Rabbits and velociraptors: scientific modeling on steroids

Differentiable programming and scientific computing

Machine learning algorithms are often criticized for their poor interpretability and a lack of uncertainty quantification. They are widely used nonetheless thank to modular libraries that allow us to build flexible models and training pipelines adapted to all kinds of problems. Automatic differentiation and specialized compilers are technologies at the core of those capabilities, and interestingly they have also been enabling rapid advances in the field of scientific computing, which naturally strives for interpretability and uncertainty awareness. Hamiltonian Monte Carlo and variational inference algorithms implemented in libraries such as PyMC, Pyro or TensorFlow-Probability are examples that immediately come to mind. When it comes to simulation, differentiable programming is gaining traction as it simplifies the process of calibrating computer models to experimental data. The idea is that the same principle as backpropagation in machine learning can be used to adjust the model parameters with gradient-based optimization algorithms until the simulated data closely matches the experimental data. The only requirement is that the model has to be written in a language that supports automatic differentiation.
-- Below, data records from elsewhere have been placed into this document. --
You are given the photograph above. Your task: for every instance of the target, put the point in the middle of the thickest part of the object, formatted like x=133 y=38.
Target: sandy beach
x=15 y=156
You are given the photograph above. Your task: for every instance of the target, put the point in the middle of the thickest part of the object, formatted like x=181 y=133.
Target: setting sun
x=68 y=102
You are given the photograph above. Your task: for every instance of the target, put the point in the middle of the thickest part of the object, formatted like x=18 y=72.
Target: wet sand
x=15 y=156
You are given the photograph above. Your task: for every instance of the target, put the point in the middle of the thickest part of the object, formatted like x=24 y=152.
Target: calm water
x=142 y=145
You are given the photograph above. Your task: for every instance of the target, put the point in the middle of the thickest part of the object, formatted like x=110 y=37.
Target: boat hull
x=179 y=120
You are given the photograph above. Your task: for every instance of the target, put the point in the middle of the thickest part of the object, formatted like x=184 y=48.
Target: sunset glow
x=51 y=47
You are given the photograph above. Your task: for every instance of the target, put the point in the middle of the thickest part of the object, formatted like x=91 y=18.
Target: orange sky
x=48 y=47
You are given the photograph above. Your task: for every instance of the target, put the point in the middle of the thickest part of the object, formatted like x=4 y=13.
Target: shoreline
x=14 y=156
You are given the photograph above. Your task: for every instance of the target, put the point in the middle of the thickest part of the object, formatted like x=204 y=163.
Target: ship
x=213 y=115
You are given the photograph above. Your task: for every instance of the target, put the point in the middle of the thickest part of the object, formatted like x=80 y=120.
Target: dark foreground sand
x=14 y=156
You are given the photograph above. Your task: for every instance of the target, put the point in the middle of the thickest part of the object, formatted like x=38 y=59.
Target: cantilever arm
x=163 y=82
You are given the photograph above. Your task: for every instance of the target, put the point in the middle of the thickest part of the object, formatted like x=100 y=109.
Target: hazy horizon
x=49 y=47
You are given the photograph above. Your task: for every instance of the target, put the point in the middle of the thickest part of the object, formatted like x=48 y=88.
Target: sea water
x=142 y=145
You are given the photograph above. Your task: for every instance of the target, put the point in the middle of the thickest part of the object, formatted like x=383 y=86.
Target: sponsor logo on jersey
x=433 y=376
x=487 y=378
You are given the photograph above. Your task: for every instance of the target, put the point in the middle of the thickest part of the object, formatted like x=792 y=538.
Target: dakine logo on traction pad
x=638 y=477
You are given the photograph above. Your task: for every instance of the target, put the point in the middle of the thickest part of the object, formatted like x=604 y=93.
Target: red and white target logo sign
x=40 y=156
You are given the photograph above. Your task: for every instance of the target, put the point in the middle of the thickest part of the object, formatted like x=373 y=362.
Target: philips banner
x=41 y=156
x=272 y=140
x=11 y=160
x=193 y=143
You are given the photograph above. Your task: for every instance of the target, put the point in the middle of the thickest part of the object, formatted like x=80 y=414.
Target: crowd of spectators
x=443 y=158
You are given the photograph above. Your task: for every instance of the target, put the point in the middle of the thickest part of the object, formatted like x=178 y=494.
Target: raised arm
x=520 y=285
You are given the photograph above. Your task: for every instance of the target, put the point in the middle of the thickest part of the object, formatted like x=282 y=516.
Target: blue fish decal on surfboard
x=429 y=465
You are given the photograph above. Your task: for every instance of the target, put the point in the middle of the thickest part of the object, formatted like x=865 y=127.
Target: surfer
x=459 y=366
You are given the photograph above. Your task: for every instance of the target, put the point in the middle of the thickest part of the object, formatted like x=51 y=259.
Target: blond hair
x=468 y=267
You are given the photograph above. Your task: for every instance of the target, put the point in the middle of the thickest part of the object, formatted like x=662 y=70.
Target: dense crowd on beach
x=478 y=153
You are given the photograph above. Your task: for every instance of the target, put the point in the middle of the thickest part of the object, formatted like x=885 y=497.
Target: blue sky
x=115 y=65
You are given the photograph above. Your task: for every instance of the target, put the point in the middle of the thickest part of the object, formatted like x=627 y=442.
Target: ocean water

For a long time, scientific computing relied on libraries written in Fortran, C/C++ or Python, or even MATLAB, by generations upon generations of graduate students and postdocs, and derivatives had to be calculated by hand (I sound like my grand-parents when they were telling me they had to walk several kilometers every day to go to school). Here comes JAX in the picture, a high-performance array computing library built around automatic differentiation and the XLA compiler, with a NumPy-like API that makes it easy to express scientific models in a code that will be differentiable and support hardware acceleration out of the box. Moreover, a whole ecosystem of specialized libraries have been built around JAX that can handle common scientific computing tasks, at a more or less high level, for instance:

Optax for gradient-based optimization
Diffrax to integrate differential equations
TensorFlow Probability on JAX and NumPyro for probabilistic programming and statistical analysis
BlackJAX for efficient sampling
JAX, M.D. for molecular dynamics
JAX-CFD for computational fluid dynamics
JAX-cosmo for cosmology

The common JAX backend of these libraries allows for a great deal of modularity in the composition of scientific analysis pipelines. As an example, we will see how to quickly specify a predator-prey model in jax.numpy, integrate it with Diffrax, calibrate the resulting simulation to experimental data with Optax, and finally quantify uncertainties with a statistical analysis run in TensorFlow Probability on JAX. People who know me must now be thinking that I am a big fan of the JAX ecosystem because I come from a village called Nax, and they would not be completely wrong…

Lotka-Volterra model

The Lotka-Volterra differential equations describe the time-evolution of the sizes of two populations of preys, denoted by \(x(t)\), and predators, denoted by \(y(t)\).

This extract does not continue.